President Joe Biden (L) and Saudi Crown Prince Mohammed bin Salman (R) arrive for a family photo during the Jeddah Security and Development Summit (GCC+3), July 16, 2022, at a hotel in Jeddah, on the Red Sea coast of Saudi Arabia.  .

When OPEC+ agreed to increase production by 100,000 barrels a few weeks later, critics argued that Biden got little out of the trip.

The trip included a meeting with regional leaders on issues key to US national security, including Iran, Israel and Yemen. He was criticized for the lack of results and for restoring the image of the crown prince, whom Biden directly accused of orchestrating the murder of Washington Post columnist Jamal Khashoggi.

In the months leading up to the meeting, Biden’s top Middle East and energy aides, McGurk and Hochstein, shuttled between Washington and Saudi Arabia planning and coordinating the visit.

A regional diplomatic official described the campaign to block US production cuts as less of a hard sell and more of an effort to highlight a critical international moment, given economic fragility and the ongoing war in Ukraine. While another source familiar with the discussions told CNN, a diplomat from the countries approached described it as “desperate.”

A source familiar with the disclosure says a call was arranged with the UAE but Kuwait rejected the effort. Kuwait’s embassy in Washington did not immediately respond to a request for comment. Not even from Saudi Arabia. The UAE embassy declined to comment.

Publicly, the White House has carefully avoided discussing the possibility of dramatically cutting oil production.

“We are not members of OPEC+, so I don’t want to prejudge what might come out of that meeting,” White House press secretary Karine Jean-Pierre told reporters on Monday. The US focus, according to Jean-Pierre, “continues to take every step to ensure that the markets are sufficiently supplied to meet the demand of a growing global economy”.

OPEC+ members are making more dramatic cuts because of the dramatic drop in prices, which have fallen below $90 per barrel in recent months.
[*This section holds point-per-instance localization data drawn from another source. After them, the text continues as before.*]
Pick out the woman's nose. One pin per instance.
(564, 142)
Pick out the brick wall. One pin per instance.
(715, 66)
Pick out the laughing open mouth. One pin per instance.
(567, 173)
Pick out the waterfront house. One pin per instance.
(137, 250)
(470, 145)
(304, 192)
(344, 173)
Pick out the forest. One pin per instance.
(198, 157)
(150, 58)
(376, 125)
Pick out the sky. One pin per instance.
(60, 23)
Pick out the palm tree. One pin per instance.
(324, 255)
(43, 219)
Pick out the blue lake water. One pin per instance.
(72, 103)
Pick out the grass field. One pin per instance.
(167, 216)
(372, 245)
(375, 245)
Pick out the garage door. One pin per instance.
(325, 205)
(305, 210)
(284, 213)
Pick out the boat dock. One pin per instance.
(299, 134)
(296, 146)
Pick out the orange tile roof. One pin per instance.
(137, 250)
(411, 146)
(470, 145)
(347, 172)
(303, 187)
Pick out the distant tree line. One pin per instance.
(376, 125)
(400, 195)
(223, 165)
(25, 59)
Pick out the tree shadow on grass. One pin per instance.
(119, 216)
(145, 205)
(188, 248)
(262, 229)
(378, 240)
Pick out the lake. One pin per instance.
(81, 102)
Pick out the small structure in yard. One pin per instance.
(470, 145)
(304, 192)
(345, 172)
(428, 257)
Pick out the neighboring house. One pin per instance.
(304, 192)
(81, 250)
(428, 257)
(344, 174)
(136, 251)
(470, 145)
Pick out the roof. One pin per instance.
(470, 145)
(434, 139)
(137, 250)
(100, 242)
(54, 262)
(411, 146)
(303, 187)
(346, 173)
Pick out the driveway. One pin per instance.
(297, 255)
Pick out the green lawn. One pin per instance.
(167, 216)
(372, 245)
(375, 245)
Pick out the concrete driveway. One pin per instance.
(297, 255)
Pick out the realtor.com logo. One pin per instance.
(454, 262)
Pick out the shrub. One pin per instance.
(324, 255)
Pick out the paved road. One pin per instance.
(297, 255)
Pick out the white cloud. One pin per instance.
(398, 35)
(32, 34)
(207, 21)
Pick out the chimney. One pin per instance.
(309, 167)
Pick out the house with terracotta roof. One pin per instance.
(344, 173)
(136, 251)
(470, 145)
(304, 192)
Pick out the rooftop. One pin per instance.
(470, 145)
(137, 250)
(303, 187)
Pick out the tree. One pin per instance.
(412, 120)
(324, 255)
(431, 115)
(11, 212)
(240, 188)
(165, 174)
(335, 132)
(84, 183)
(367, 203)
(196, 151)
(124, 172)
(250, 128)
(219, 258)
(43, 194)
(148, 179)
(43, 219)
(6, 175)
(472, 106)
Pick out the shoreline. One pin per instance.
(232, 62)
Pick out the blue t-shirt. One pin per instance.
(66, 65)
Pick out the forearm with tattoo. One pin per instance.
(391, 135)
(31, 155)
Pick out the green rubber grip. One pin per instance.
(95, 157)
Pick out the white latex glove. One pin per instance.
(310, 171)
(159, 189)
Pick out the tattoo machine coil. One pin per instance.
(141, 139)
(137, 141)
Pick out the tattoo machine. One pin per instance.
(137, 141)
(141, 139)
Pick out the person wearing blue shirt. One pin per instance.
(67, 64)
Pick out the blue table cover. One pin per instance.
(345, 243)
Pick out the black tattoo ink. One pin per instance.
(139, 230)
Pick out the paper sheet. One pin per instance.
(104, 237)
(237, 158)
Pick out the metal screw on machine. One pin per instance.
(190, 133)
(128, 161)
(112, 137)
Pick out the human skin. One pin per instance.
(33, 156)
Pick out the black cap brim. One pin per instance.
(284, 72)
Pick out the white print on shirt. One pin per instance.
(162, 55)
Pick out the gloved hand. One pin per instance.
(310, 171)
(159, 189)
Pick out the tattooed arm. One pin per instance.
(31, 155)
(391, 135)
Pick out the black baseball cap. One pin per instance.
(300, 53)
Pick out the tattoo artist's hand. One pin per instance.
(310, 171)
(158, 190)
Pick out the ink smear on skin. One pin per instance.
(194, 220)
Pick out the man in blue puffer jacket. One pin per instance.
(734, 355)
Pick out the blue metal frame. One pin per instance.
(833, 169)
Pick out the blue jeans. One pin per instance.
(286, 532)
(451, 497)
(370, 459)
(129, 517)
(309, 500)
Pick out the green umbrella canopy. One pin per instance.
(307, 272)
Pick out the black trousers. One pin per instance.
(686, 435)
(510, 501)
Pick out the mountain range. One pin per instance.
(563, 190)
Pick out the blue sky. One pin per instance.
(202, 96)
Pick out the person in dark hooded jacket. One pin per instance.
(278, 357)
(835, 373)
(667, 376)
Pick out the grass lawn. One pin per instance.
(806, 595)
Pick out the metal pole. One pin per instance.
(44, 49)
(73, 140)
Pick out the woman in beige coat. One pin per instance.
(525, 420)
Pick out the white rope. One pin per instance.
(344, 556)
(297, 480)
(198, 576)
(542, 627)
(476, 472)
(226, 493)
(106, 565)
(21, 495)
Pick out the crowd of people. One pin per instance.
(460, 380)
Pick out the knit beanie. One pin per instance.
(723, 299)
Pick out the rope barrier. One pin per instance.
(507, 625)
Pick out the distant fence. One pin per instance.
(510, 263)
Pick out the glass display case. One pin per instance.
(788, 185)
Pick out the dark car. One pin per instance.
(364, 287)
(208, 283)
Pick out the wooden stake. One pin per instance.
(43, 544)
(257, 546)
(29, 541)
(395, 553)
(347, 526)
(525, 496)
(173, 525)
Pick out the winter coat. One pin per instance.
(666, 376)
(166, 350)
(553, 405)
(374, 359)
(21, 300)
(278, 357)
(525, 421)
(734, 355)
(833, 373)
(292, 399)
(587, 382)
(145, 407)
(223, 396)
Hanging over Wednesday’s OPEC+ meeting in Vienna will be an oil price cap European nations want to impose on Russian oil exports as punishment for Russia’s invasion of Ukraine. Many OPEC+ members, not just Russia, have expressed unhappiness with the prospect of a price cap because of the potential precedent set by consumers, rather than the market, in determining the price of oil.

Included in the White House Treasury talks was a US proposal: if OPEC+ decides against a cut this week, the US will announce a purchase of up to 200 million barrels to replenish its emergency oil stockpile, the Strategic Petroleum Reserve (SPR). The US has used it this year to help lower oil prices.

The administration has made it clear to OPEC+ for months, the top US official said, that the US is ready to buy OPEC oil to renew the SPR. The idea has been to convey to OPEC+ that the U.S. “will not be left dry” if they invest money in production, the official said, so that prices will not fall if global demand falls.